Ironically, Jia and the film are most lyrically engrossing when Jia is on his way down, entertaining the growing delusion that he is John Lennon’s son. Once he starts learning to compromise with reality enough to become comparatively sane and healthy, the film becomes predictably conventional. The problem is that any addiction becomes hopelessly banal when it’s treated as a “problem” to be solved or cured or even exorcised.

As his father, mother and sister are insolently ignored and abused by Jia, we are kept on the edge of our seats wondering what new outrage he will commit. Still, there is more than educational ethnography at work here, as we witness the effect of a real cultural revolution. America, and the rest of the Western world, may have much to answer for in the disruptions caused to one of the oldest civilizations in the world. But before we succumb to fruitless self-flagellation, we should stop to realize that we, too, are victims of the most pernicious vices of our omnivorous capitalist system.

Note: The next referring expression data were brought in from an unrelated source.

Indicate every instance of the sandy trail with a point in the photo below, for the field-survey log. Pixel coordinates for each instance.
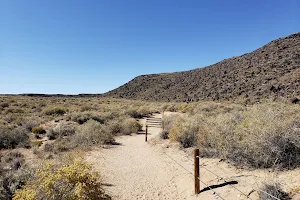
(160, 170)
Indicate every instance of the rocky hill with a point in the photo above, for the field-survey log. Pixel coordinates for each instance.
(270, 71)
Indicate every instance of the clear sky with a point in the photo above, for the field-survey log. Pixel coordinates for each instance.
(92, 46)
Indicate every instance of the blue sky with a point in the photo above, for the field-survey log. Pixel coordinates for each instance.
(92, 46)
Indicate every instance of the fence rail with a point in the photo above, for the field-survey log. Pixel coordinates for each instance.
(154, 122)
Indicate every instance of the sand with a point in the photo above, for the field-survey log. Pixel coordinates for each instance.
(158, 169)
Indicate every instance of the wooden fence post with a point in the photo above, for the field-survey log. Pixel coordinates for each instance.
(197, 171)
(146, 135)
(162, 121)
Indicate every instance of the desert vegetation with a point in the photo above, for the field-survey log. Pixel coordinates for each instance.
(43, 129)
(264, 135)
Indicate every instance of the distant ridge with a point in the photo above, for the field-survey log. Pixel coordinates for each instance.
(270, 71)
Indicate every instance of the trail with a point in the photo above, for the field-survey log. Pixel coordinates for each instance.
(157, 169)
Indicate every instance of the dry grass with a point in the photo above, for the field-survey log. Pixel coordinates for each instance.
(260, 136)
(273, 189)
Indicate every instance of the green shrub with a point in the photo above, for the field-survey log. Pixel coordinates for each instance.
(38, 130)
(134, 113)
(13, 174)
(60, 131)
(73, 181)
(130, 125)
(83, 117)
(13, 137)
(164, 135)
(54, 111)
(92, 133)
(273, 189)
(4, 105)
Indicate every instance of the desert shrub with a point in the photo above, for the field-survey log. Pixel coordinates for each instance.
(164, 135)
(114, 126)
(169, 121)
(73, 181)
(273, 189)
(30, 122)
(184, 131)
(37, 143)
(13, 174)
(92, 133)
(266, 135)
(130, 125)
(13, 137)
(48, 147)
(86, 108)
(83, 117)
(134, 113)
(38, 130)
(4, 105)
(54, 111)
(61, 130)
(172, 108)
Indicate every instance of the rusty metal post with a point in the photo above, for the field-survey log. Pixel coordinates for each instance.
(197, 171)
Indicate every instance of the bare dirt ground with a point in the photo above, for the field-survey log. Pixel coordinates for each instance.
(158, 169)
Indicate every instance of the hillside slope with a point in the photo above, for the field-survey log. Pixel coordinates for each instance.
(270, 71)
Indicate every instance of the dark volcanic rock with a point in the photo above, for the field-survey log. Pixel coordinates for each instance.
(270, 71)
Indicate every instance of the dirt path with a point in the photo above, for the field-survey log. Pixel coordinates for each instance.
(160, 170)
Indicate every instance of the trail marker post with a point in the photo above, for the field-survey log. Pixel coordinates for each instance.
(146, 135)
(197, 171)
(162, 121)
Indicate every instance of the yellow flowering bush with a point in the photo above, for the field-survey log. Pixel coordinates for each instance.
(69, 182)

Ultimately, Jia’s strenuous self-portrait is not merely lifelike; it is life itself.

Kim Hunter, 1922-2002

I was quite saddened to read of the recent death of Kim Hunter. What I didn’t know until I read Rick Lyman’s sympathetic obituary in The New York Times was that Hunter was a career casualty of the infamous Red Channels , the publication used by movie and television executives to deny employment to anyone with a slightly liberal background who had been tarred as a Red. I happened to have seen Hunter in Elia Kazan’s original stage production of Tennessee Williams’ A Streetcar Named Desire when I was in college, but I beg to differ with Mr. Lyman’s contention that her second-most-notable performance was as “Dr. Zira, the coquettish simian with a fondness for Charlton Heston in the 1968 film Planet of the Apes .” My own second choice is her haunting portrayal of June, David Niven’s wartime sweetheart in the late Michael Powell’s Stairway to Heaven (1946) . Powell confided to me shortly before his death that Hunter was his sweetheart as well during the making of the film. I had met Hunter a few years before at a party, and now I wish I had taken more time to talk to her about her career, and how much I loved that beautiful moment in Richard Brook’s Deadline USA (1952) when Hunter emerges sleepy-eyed late at night to answer Humphrey Bogart’s persistent bell-ringing.